14 Heures est un thriller minimaliste. Un drame psychologique et familial qui se contente d’une histoire très simpliste pour déborder sur un point de vue d’envergure. Pendant sa ronde quotidienne dans les rues de New York, l’agent de police Charlie Dunningan est interpellé par les cris d’une femme qui a repéré un homme, Robert Cosick, perché sur le rebord d’une fenêtre au 18è étage d’un hôtel. Comprenant qu’il s’agit d’un suicide potentiel, le policier alerte son commissariat et part à la rencontre de l’homme pour tenter de le raisonner. S’ensuit alors une longue tension avec la ville comme public pour savoir comment cette situation s’achèvera. A l'image du film, le suicide n’est d’abord repéré que par une seule personne pour terminer avec les projecteurs braqués sur la victime. L’histoire quant à elle semble développer une simple tentative de suicide au premier abord, avec une question des plus simples mais au combien angoissante : sautera-t-il ou non ? Alors que le sous-texte est bien plus éloquent et s’adresse à la société toute entière, à ce public qui regarde sans rien faire, presque en se moquant de ce pauvre homme qui hésite encore à mettre fin à ses jours.

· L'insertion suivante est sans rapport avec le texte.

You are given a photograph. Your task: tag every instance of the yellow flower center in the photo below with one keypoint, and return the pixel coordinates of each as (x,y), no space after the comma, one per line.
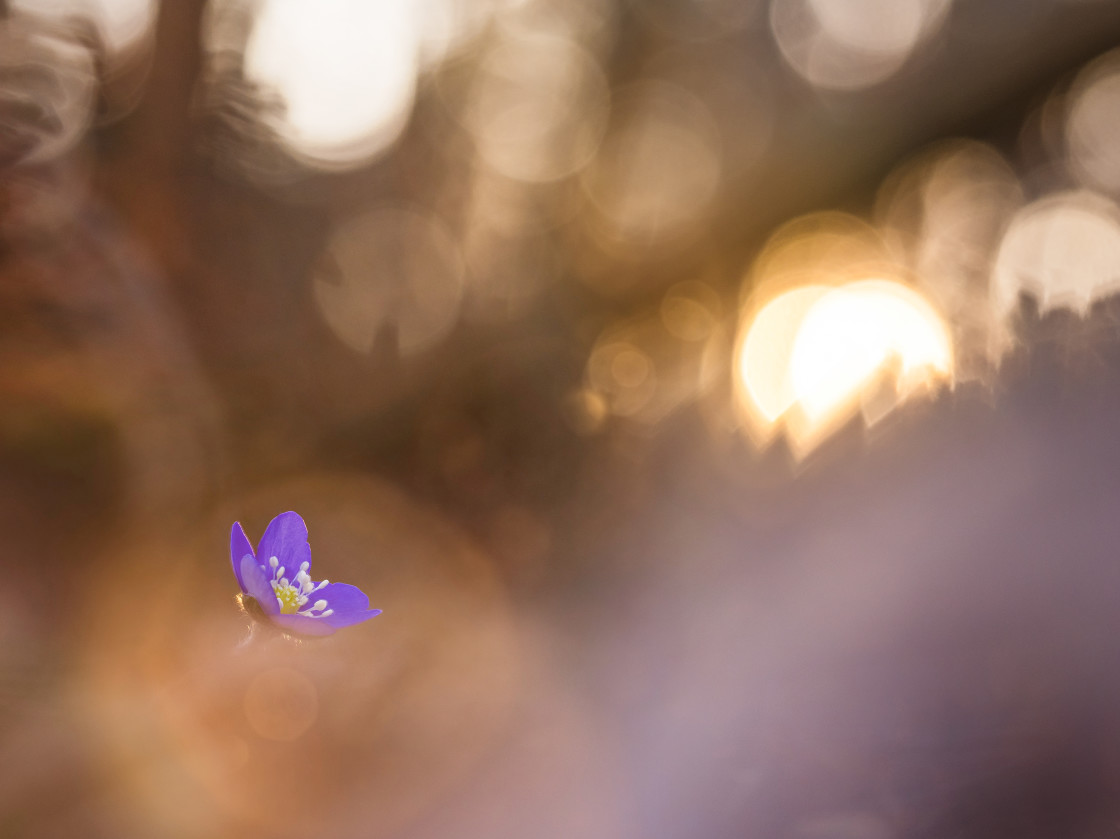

Avec ce film Henry Hathaway est souvent comparé à Billy Wilder dans les thèmes abordés, la satire en moins du fait de son humanisme profond. Ce qui apparaît flagrant dans cette histoire c’est la dualité entre l’intime et le public, et c’est la plus grosse partie de la critique du réalisateur. La vision la plus innocente et simple du film est de montrer à quel point la mélancolie d’une personne peut affecter beaucoup de monde, et ici de renouer avec son passé, de pardonner et de recommencer. C’est une triste poésie qui se joue devant nos yeux de constater tous les éléments pouvant influencer la psychologie d’une personne et d’aboutir à ce résultat. On peut donc voir basiquement le film comme un drame familial où chacun va prendre conscience de ses erreurs et essayé de pardonner tout le mal qui a été fait. Mais on peut également y voir cette satire ponctuelle, plutôt simple et peu approfondie mais bien présente et pesante. Notamment par les écarts de conduite des différents passants, les interventions éphémères et parsemées durant tout le film qui influenceront plus ou moins fortement la décision du héros. Que ce soit cette personne à la fin qui mime le grand saut, ou cet homme qui alerte Robert que les policiers manigancent quelque chose pour faire durer le plaisir, ou encore ce journaliste particulièrement inconscient et sans gène qui se rue au milieu de la route, à terre, pour prendre des photos. Toutes ces pastilles distillées durant le film sont tant de mini-critiques envers la société, ce désir de voyeurisme malsain, cette attente funeste qui ne s’assouvit qu’au passage à l’acte. Une forme d’excitation morbide que le cinéaste met en avant, ces moments sont subtils et concis mais leur éloquence est suffisamment acerbe pour remettre en question cette mentalité plutôt étrange.
Mais il y a cette dernière vision que l’on peut avoir du film, beaucoup plus joyeuse et optimiste. Le malheur des uns peut permettre à d’autres d’accéder au bonheur. Peut-être est-ce là pour nuancer la vision pessimiste du film. Ou bien est-ce juste là pour contrasté avec l’idée qu’on se fait d’un homme suicidaire qu’il est fou, en montrant que même les actes d’un « fou » peuvent faire réfléchir. Toujours est-il qu’il y a cette femme (très belle femme, qui n’est autre que Grace Kelly) en instance de divorce que la tragique situation de Robert remet en question. Ou encore ce couple naissant qui ne se serait jamais formé si Robert avait décidé de continuer à subir la pression qu’il ressentait sans agir. 14 Heures est certes un film noir, un thriller psychologique intense, mais il offre surtout une vision humaniste et joyeuse malgré la fin alternative qu’il subit. En fin de compte, même si cet homme menace de se donner la mort et que tous semblent occupés à connaître le dénouement de l’histoire comme si le temps s’était arrêté sur lui, le monde continue malgré tout de tourner et de faire profiter aux gens qui le suivent. Henry Hathaway signe donc peut-être un film moins dure que ses paires l’auraient fait, mais tout aussi intéressant et complet. Sa vision n’a rien de moins attirante que celle d’un autre sur le sujet et tant que le suspens est maintenu tout au long du film, il ne reste que peu d’éléments sur lesquels se plaindre.